We recommend to store the above lines in a file, such as $HOME/lumi_warpx.profile, and load it into your shell after a login:

source $HOME/lumi_warpx.profile

Then, cd into the directory $HOME/src/warpx and use the following commands to compile:

cd $HOME/src/warpx
rm -rf build

cmake -S . -B build -DWarpX_DIMS=3 -DWarpX_COMPUTE=HIP -DWarpX_PSATD=ON
cmake --build build -j 6

The general cmake compile-time options apply as usual.

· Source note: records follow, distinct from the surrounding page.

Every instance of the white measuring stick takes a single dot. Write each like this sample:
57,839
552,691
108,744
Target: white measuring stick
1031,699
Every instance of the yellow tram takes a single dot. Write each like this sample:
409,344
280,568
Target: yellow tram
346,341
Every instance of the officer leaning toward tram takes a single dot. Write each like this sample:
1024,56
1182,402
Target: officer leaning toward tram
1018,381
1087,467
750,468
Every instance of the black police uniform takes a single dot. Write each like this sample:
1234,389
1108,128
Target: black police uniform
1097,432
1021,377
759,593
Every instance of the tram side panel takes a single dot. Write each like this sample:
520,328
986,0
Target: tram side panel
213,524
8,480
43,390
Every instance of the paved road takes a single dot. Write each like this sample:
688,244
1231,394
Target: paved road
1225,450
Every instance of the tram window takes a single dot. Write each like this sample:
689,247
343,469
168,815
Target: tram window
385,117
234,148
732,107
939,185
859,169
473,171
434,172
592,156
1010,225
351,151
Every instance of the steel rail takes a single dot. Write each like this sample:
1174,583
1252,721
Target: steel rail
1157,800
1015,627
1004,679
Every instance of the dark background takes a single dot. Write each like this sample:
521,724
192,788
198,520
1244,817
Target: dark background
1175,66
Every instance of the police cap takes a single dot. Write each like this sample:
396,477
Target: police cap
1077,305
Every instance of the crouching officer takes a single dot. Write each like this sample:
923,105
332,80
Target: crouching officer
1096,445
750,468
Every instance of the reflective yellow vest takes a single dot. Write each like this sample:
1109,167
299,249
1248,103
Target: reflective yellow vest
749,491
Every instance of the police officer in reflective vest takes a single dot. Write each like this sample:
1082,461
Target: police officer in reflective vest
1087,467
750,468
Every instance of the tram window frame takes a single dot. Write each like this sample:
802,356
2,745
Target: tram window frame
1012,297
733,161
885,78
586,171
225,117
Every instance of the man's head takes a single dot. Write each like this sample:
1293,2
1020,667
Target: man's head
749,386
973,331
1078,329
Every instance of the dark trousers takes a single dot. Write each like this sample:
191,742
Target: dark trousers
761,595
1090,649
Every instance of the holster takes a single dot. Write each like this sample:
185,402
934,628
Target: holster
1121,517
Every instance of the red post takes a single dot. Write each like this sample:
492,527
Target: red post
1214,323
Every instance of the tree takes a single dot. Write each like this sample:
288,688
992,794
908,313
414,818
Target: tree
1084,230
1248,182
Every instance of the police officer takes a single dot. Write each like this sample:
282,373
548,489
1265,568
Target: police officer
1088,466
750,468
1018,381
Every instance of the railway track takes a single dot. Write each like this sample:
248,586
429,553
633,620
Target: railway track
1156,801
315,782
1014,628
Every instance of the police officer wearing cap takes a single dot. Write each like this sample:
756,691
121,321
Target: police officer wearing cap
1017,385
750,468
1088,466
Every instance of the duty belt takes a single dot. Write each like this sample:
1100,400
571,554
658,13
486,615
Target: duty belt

That’s it! A 3D WarpX executable is now in build/bin/ and can be run with a 3D example inputs file. Most people execute the binary directly or copy it out to a location in LUMI-P.

Running

MI250X GPUs (2x64 GB)

In non-interactive runs:

Listing 31 You can copy this file from Tools/machines/lumi-csc/submit.sh.

#!/bin/bash

#SBATCH -A <project id>
#SBATCH -J warpx
#SBATCH -o %x-%j.out
#SBATCH -t 00:10:00
# Early access to the GPU partition
#SBATCH -p eap
#SBATCH --nodes=2
#SBATCH --ntasks-per-node=8
#SBATCH --cpus-per-task=1
#SBATCH --gpus-per-node=8
#SBATCH --gpu-bind=closest

export MPICH_GPU_SUPPORT_ENABLED=1

# note (12-12-22)
# this environment setting is currently needed on LUMI to work-around a
# known issue with Libfabric
#export FI_MR_CACHE_MAX_COUNT=0  # libfabric disable caching
# or, less invasive:
export FI_MR_CACHE_MONITOR=memhooks  # alternative cache monitor

# note (9-2-22, OLCFDEV-1079)
# this environment setting is needed to avoid that rocFFT writes a cache in
# the home directory, which does not scale.
export ROCFFT_RTC_CACHE_PATH=/dev/null

export OMP_NUM_THREADS=1
srun ../warpx inputs > outputs

Post-Processing

Note

TODO: Document any Jupyter or data services.

Known System Issues

Warning

December 12th, 2022: There is a caching bug in libFabric that causes WarpX simulations to occasionally hang on LUMI on more than 1 node.

As a work-around, please export the following environment variable in your job scripts until the issue is fixed:

#export FI_MR_CACHE_MAX_COUNT=0  # libfabric disable caching
# or, less invasive:
export FI_MR_CACHE_MONITOR=memhooks  # alternative cache monitor

Warning

January, 2023: We discovered a regression in AMD ROCm, leading to 2x slower current deposition (and other slowdowns) in ROCm 5.3 and 5.4. Reported to AMD and investigating.

Stay with the ROCm 5.2 module to avoid.